A new wave of emigration of Nigeria’s middle class is depleting the oil-rich West African nation of skills needed to build up its online casino and other high tech industries. The emigration is putting local recruitment under pressure as middle class Nigerians vote with their feet in protest against poor health facilities, declining educational opportunities and fears that the government cannot protect them against Islamic insurgents.
The exodus comes at a time when Nigeria has become the nation with the largest percentage of citizens who live under the poverty line. Per capital income in Nigeria has dipped by 37% since its 2014 peak. Analysts for the International Monetary Fund say that it is expected to continue to decline over the next four years, despite high oil production.
The exodus is hitting the finance, consumer, IT and health industries particularly hard. Charles Robertson, chief economist at Renaissance Capital explained what’s happening. “Those who emigrate can time-travel” he said. “They jump forward decades of economic development to work in countries which are usually more stable, wealthier, with better education for their children and better health care.”
President Muhammadu Buhari was elected for a second term and was sworn in last week. He recognizes the concern and has promised to tackle insecurity and boost economic growth. Nigeria is Africa’s biggest oil-producing country.
Immigration to North America and Other Destinations
Many Nigerian emigrants are heading to Canada where liberal immigration policies are a strong pull for Nigeria’s top talent. Nigerians that move to Canada do so largely because they are facing rising living costs and stagnant incomes in their home country. The unemployment rate hit its highest level since 2010 this year and inflation has been at double digits since 2015,.

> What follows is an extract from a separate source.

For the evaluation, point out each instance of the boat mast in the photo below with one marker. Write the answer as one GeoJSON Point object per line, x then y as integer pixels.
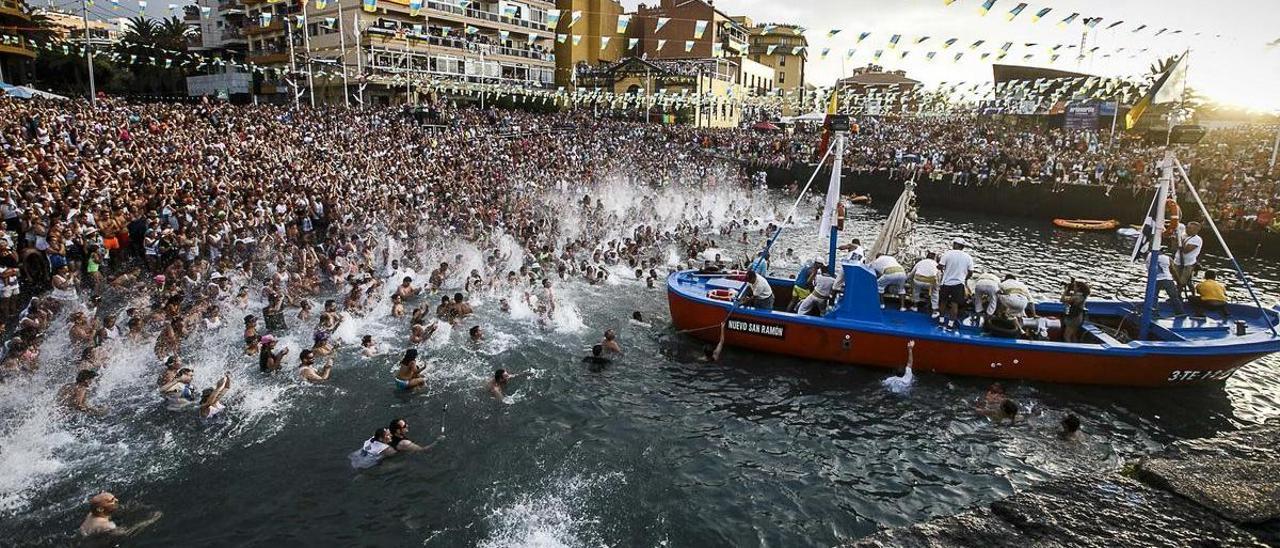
{"type": "Point", "coordinates": [833, 199]}
{"type": "Point", "coordinates": [1148, 302]}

Data from Immigration, Refugees and Citizenship Canada show that applications for permanent residency in Canada from Nigerian have risen threefold since 2015. Applications for temporary residency have almost doubled over the same period. In 2017 Canada approved applications for permanent residency in Canada for over 4,200 Nigerians. That’s almost double the number from the year prior.
At the same time, according to the U.S. Department of Homeland Security, Nigerians staying in the U.S. with visitor visas more than quadrupled last year over 2015. Simultaneously, the overstay rate of Nigerian students studying in the U.S., which was 4% in 2015, soared to 22% last year.
Nigeria ranks among the top 10 countries with citizens overstaying in the U.S. Most of these are non-immigrants with business or pleasure visas,
One of the industries most effected by the exit of professionals from Nigeria is the Nigerian health care industry. A 2017 survey by polling company NOI Polls shows that approximately 9 out of 10 medical doctors, currently practicing in Nigeria, are exploring work opportunities abroad.
According to data on the U.K. General Medical Council website, there are currently 6,312 medical doctors of Nigerian origin in Great Britain. That’s a 44% increase over 2015. That’s one of the main reasons that health care is in distress in Nigeria. At present, there’s one doctor for every 5,000 people, according to the Nigeria Medical Association.
Andrew S. Nevin, advisory partner and chief economist at PwC Nigeria, said that “all professional firms and major corporations in Nigeria are affected by the brain drain. The Nigerian government needs to create an economic and social environment sufficiently attractive to keep our educated young people.”